Watching Woods at the Masters, and listening to him, made it easy to believe the car-crash comeback is a challenge that has given him a new incentive and appealed to his indomitable will. For Seth Waugh, the chief executive of the PGA of America, which stages the event, Woods will be the ideal boost after Mickelson’s withdrawal and all the Saudi talk.
Shipnuck’s book provides insights into the Woods psyche as well the Mickelson one.
According to Shipnuck, Mickelson is a gambler and egotist, signing autographs for effect, the man that his mocking peers dubbed “Genius” and “FIGJAM” (f*** I’m good, just ask me), but also a man capable of acts of random kindness and care.
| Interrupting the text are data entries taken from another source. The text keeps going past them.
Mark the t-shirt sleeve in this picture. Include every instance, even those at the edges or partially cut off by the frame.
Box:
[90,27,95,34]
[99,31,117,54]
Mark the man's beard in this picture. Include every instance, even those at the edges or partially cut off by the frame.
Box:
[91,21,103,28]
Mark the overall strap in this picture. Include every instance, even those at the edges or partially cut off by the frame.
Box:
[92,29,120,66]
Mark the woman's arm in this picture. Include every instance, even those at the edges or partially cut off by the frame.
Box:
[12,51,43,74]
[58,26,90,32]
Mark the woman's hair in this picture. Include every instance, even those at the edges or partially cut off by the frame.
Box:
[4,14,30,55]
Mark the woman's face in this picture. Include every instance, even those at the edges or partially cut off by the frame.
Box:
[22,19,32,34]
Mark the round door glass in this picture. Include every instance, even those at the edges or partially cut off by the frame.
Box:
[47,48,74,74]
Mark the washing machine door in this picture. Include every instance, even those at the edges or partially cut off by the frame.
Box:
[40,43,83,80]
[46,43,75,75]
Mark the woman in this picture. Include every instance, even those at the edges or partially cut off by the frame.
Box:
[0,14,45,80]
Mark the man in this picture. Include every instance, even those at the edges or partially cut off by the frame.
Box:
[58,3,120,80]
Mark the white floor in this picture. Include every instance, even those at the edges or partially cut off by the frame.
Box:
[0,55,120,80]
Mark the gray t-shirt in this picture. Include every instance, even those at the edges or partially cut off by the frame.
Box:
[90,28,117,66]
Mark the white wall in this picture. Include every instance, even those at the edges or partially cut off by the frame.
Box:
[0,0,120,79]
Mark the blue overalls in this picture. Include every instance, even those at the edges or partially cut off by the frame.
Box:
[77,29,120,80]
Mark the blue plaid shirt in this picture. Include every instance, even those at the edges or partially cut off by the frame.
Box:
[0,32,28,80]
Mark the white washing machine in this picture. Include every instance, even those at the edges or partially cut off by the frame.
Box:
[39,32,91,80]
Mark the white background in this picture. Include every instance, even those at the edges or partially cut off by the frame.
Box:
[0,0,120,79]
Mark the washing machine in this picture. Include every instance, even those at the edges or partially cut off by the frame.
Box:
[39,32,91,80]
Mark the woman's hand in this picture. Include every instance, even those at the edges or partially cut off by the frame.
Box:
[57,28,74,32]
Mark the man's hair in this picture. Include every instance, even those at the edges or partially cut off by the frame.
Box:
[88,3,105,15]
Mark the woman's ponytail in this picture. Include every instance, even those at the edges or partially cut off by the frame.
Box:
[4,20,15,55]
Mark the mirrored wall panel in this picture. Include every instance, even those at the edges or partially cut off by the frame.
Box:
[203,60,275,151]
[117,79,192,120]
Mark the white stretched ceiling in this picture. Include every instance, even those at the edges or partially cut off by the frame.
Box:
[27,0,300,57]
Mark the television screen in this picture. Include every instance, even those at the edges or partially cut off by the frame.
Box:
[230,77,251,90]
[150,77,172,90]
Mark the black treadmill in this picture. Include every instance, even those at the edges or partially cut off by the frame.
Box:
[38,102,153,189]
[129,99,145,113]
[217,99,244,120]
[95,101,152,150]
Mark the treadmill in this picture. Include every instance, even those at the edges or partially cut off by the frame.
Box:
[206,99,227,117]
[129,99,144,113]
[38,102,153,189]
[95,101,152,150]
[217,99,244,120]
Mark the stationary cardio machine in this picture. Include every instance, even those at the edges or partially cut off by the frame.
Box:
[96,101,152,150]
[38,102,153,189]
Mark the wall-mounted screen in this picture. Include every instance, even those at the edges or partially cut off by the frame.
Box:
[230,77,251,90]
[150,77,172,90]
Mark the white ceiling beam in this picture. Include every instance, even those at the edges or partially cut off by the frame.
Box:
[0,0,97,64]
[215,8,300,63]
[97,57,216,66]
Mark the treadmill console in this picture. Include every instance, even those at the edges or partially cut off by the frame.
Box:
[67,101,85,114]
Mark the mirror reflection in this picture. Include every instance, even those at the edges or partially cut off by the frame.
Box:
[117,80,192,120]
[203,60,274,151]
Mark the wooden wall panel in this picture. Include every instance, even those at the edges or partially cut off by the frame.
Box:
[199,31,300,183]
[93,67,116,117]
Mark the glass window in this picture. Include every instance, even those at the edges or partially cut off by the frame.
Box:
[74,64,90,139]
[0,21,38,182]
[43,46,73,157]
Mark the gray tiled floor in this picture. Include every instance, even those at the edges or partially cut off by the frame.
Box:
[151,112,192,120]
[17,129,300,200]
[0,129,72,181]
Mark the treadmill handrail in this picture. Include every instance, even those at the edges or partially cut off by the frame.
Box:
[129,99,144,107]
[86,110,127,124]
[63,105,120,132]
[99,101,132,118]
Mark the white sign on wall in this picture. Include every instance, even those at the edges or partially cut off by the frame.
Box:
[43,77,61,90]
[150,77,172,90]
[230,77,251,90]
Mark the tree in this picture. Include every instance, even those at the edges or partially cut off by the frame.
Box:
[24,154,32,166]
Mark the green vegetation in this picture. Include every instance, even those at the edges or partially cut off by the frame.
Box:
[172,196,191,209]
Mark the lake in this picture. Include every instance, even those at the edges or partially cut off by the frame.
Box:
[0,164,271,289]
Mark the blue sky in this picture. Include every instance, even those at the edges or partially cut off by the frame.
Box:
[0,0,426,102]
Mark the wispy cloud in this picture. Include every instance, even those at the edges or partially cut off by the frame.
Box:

He has had to deal with intrusive rumour, even getting a private investigator to find out who was spreading unfounded rumours of a love child. The subtitle calls him golf’s most colourful player and his obvious concern about what Shipnuck was writing is an instructive subplot.
Shipnuck’s book also includes testimony from Charles Barkley, the former NBA player who has known both well. “Tiger won a bunch of tournaments but there wasn’t much joy in it,” he said. “Sure, Tiger is the better golfer. You’re just in awe of his talent. But it’s not fun to be around him. Everyone in his world is uptight [and] afraid to say or do the wrong thing. Tiger himself always acted like he’s under siege. Gimme a f---in’ break – you’re just a golfer, dude. When you’re with Phil, you’re guaranteed to have fun.” He concluded: “One of the reasons Phil has lasted so long is because he has had a joyful life.”
Woods now seems happier too, which might be the final insult. The reversal of fortunes means that, regardless of whether he plays this week, Woods will continue on what is likely to be a long and celebrated final chapter, while the PGA champion makes do with his memories and Saudi millions.